The Moon Ultra Parking

 新国立競技場のお披露目で、館内案内等での英語表記におかしい点があったらしく、海外メディアの特派員らがそれを紹介しているという記事を読んだ。

 それを聞いて思い出した。去年だったか日本のどこかの駐車場で、月極駐車場に The Moon Ultra Parking という英語を添えていたという画像が出まわったのだ。実際にどこだったのかはわからないし、誰かが作った画像かもしれないが、これを笑って楽しんでいる人がいるいっぽうで、もしや真面目に覚えてしまう人が出ないとも限らない。

 それにしても、すごいセンスである。SF漫画か何かに使えそうな表記だ。

同窓会に出たことがない

 いや、正確には、中学校の同窓会に成人式前後のころ出たような記憶がある。なぜかというと東京に出てきてからも学生のうちは田舎の家に住民票がある友達がほとんどだったからだ。わたしもそうだったし、なかには卒業したら田舎に帰るつもりの人もいた。だから成人式ころまでは、田舎とまだつながりが強かった。

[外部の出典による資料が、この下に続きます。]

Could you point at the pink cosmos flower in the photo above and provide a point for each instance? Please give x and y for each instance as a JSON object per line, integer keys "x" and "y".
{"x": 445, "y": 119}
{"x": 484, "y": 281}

 その後、東京に住民票を移して自分だけの生活が長くなってくると、田舎の友達との付き合いも減った。もともと筆無精なこともあり、年賀状をくれる友達も数人いたものの、自然と少しずつ減っていった。
 田舎でとてつもなくいやなことがあったというわけでもないが、楽しかったとも思えないし、いまから会って日常を語り合うにも話題がない。

 10年ほど前だっただろうか。田舎の家にかつての同級生から「同窓会の案内をどこに送ればいいか」の問い合わせがくることがあり、どうしたらいいか困っている様子だった。いまは母自身も隠居の身であり世間とほぼ接点がないが、当時はわたしが同級生たちと連絡を取り合わないから自分に連絡が来るのだ、どうごまかせばいいのかと、気に病んでいたのだろう。何度も来たらどうしようと思っていたようだ。

 人はみんな変わるし、田舎のメンタリティも変わっているとは思うが、どうしても「話を合わせなければいけなかったころ」の記憶が残っている。ひとりだけ変わったことはできない、みんなとそれとなく合わせなければいけない——わたしの田舎は、当時の大部分の田舎町と同じように、そんなところがあった。

 出ても話題がないだろうなと、そんな風に思っている。幸いなことに呼ばれなくなったので、もうそんな心配は不要だが。

YKKがブラジルでコーヒー農園

 こういう話は、好きである。
 東京新聞の夕刊記事 → 2019.12.23夕刊掲載 ネットでは24日配信 YKKがブラジルでファスナーとは縁遠いコーヒーを育てるわけ

 1972年にブラジルに進出した同社は、ブラジルで得た利益を現地で使おうと計画し、何もないところから(土壌づくりから)農場をはじめたそうだ。

 現地の農園で働く人や家族に読み書きを教えることもし、地域貢献を「善の循環」として実践しているという。

 現在その豆は日本国内で加工され、都内にカフェが2軒あるほか、富山の工場にも店舗があるそうだ。

渋谷駅の銀座線ホームが1月3日に移転

 年末年始に銀座線が一部運休ということでお知らせをあらためて読み直したところ、1月3日から地下鉄銀座線のホームが移転するという。相変わらず名前は地下鉄でも地上ホームを使用する点は変更なしというのは、ちょっと助かる。→ 2019.10.28 Impress トラベルWatch 東京メトロ、銀座線渋谷駅の新駅舎を2020年1月3日から使用

 現状よりもヒカリエ方向に移動するようだ。

 新しい渋谷スクランブルスクエアにもまだ出かけていないので、次に銀座線を見るときには、迷子にならないように気をつけようと思う。

キッチンドリンカーを英語で

 キッチンドリンカーはそのままでは英語にならないが(かなりの確率で「それはなんですか」と聞かれるはず)、ではなんと表現したらいいのかと、あれこれ検索してみた。

 ちなみにオンラインの英語辞書などでそのまま kitchen drinker と書いているものが多いが、ちょっと不親切に思う。ねんのため英語でも kitchen drinker を検索してみたが、「日本語から訳したもの」として紹介されているものが中心で、よほど日本に詳しい人を除いては、英語ネイティブには通じない。

 ではなんと言えば通じるかといえば、alcoholic housewives としか表現できないように思う。2011年のCNN記事でもそう書かれていた → 2011年9月2日 Why alcoholic housewife could drink freely

 最近どうも「辞書にあったから」ということで和製英語ではないと考える人が増えてきているような気がするが、国語辞書的な意味合いのものに載っていてもそれはあくまで日本語としてである。そして和英辞書の場合でも、ネット上で利用者が寄稿できる参加型の辞書と、販売されるような正式な辞書とでは、丁寧さが違う。やはり迷ったら英語として検索(その検索結果を英語優先で表示)することを、強くおすすめする。